A conflict of interest exists, for purposes of this policy statement, when a person has a financial interest or personal motive, direct or indirect, to act against the best interests of the UW-River Falls Foundation (the Foundation).
Financial Interest. Any interest that shall yield directly or indirectly, a monetary or other material benefit to a board member or employee, or to any person employing or retaining the services of a board member or employee.
Personal Interest. Any interest arising from blood or marriage relationships or domestic partners, or from close business or political associations, whether or not any financial interest is involved.
Person. Any person, corporation, partnership or joint venture.
The existence and nature of any conflict shall be fully disclosed to the members of the decision-making body before any vote or action on the matter. When there is a potential conflict or perception of a conflict, a board member or employee should err on the side of disclosure rather than risk an inappropriate failure to disclose.

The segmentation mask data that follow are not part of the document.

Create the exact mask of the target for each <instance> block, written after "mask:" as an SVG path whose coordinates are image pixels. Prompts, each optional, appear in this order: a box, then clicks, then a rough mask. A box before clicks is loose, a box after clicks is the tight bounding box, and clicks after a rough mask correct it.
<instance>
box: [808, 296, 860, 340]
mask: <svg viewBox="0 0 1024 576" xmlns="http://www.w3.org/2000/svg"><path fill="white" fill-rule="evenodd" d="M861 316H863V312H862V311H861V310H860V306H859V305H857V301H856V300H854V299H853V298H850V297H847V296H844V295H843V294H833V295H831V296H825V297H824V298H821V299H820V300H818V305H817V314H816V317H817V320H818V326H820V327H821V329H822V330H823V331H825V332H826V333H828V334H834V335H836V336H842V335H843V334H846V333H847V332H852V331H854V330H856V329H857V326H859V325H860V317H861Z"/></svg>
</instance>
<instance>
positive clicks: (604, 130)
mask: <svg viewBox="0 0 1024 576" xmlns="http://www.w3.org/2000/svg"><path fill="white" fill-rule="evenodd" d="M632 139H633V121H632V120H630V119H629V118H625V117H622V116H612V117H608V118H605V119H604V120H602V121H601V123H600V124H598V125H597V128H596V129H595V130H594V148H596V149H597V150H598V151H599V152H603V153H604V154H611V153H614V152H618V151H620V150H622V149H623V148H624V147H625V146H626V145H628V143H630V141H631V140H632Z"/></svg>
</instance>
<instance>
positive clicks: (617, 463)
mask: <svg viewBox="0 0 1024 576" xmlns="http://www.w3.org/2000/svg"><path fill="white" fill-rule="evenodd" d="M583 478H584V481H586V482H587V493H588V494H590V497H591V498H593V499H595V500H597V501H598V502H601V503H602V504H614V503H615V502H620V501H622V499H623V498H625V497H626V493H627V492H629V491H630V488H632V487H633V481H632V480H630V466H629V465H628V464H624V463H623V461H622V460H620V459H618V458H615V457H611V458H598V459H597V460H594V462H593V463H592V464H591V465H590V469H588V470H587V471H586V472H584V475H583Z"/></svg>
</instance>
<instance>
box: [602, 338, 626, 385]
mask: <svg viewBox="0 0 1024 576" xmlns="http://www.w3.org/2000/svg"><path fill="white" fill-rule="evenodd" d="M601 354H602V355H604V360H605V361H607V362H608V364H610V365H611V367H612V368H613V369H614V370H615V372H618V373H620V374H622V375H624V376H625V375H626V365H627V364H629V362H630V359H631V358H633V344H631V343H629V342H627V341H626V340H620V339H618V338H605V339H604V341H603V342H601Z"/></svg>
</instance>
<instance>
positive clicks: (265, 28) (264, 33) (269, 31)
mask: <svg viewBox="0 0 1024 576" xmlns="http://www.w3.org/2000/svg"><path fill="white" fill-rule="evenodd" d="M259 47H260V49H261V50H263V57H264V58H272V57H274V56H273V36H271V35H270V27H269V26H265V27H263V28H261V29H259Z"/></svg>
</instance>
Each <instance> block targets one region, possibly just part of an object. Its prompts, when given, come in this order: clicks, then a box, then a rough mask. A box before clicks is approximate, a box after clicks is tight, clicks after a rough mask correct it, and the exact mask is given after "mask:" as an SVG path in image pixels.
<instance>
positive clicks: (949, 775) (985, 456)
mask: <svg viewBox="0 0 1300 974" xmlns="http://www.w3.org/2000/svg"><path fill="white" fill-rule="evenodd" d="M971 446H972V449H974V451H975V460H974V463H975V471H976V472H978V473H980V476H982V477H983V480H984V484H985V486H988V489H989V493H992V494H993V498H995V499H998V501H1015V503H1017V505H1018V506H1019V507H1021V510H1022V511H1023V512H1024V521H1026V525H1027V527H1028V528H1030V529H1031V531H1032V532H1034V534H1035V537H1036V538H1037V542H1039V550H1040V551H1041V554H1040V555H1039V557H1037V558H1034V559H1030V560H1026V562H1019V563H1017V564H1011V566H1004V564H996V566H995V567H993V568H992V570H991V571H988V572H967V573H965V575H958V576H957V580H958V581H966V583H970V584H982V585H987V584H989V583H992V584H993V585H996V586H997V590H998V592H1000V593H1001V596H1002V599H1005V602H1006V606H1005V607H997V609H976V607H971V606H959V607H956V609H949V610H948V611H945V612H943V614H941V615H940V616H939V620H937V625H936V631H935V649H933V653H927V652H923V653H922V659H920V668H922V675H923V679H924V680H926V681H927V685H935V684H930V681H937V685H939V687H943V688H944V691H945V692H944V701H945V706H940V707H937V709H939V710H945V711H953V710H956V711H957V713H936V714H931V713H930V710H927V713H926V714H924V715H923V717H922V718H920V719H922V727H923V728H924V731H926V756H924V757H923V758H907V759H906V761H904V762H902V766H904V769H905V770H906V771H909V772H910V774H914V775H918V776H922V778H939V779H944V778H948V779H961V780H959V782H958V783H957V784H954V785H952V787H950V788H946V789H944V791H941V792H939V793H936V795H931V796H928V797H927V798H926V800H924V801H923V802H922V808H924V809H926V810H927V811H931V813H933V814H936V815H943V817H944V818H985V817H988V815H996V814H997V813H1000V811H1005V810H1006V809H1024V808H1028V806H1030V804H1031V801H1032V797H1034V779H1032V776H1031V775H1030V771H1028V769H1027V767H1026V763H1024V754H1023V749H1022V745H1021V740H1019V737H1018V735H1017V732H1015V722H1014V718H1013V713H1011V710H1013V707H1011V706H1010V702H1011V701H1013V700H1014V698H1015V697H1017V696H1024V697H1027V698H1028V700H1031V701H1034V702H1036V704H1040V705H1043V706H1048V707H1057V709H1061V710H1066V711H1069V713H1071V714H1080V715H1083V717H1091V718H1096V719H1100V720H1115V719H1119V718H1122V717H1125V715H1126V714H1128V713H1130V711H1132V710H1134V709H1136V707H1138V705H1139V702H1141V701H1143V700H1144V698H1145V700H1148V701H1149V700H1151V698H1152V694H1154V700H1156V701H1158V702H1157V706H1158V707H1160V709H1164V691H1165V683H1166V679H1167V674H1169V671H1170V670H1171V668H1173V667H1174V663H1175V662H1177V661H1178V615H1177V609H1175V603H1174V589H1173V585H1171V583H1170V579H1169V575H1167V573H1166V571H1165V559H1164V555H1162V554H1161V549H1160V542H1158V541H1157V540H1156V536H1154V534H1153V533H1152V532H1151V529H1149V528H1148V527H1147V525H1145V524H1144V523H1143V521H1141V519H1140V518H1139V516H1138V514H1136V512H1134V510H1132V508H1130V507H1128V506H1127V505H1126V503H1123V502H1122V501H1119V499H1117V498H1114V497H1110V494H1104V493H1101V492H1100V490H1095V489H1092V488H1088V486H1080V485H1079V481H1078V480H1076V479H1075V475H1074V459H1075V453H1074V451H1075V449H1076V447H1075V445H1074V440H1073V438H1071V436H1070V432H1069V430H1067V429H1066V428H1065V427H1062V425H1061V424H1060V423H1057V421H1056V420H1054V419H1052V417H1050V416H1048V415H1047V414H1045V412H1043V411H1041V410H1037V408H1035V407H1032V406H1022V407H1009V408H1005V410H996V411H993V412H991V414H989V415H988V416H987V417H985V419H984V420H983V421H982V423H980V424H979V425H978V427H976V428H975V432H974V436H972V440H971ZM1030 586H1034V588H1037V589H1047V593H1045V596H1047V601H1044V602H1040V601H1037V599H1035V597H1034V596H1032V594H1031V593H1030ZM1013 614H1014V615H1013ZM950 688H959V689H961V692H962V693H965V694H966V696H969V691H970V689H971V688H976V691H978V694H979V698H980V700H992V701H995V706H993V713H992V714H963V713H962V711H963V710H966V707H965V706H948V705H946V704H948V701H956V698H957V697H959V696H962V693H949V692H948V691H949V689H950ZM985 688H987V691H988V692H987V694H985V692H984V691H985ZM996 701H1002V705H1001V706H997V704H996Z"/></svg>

If any member perceives a conflict of interest, it shall be called to the attention of the current Board Chair of the Foundation.
To the extent possible, a board member or employee who is subject to a conflict of interest should refrain from participating in the decision-making process, and should be willing to leave the room if his or her presence inhibits the board’s discussion. The decision-making body may decide the appropriateness of a member’s presence in a decision-making process and/or vote.
An action will stand regardless of any conflict of interest if the fact of the conflict is disclosed or known to the board or committee that makes a decision by a vote or consent sufficient for the purpose without counting the interested directors’ votes or consents. The action will also stand if the facts are disclosed or known to the members entitled to vote and they authorize or approve the transaction or contract.
Any transaction involving a board member or employee conflict of interest should be obviously and inherently fair to the organization. The organization should receive fair value for its consideration, and should not be charged any more than a third party would be charged in an arm’s length transaction for services or products supplied by a board member or employee. In any event, a contract or transaction will not be void or voidable because of a board member or employee conflict of interest if it is “fair and reasonable to the corporation.”
Approved by Audit Committee on 6/11/09.
Approved by Board of Directors on 06/15/09.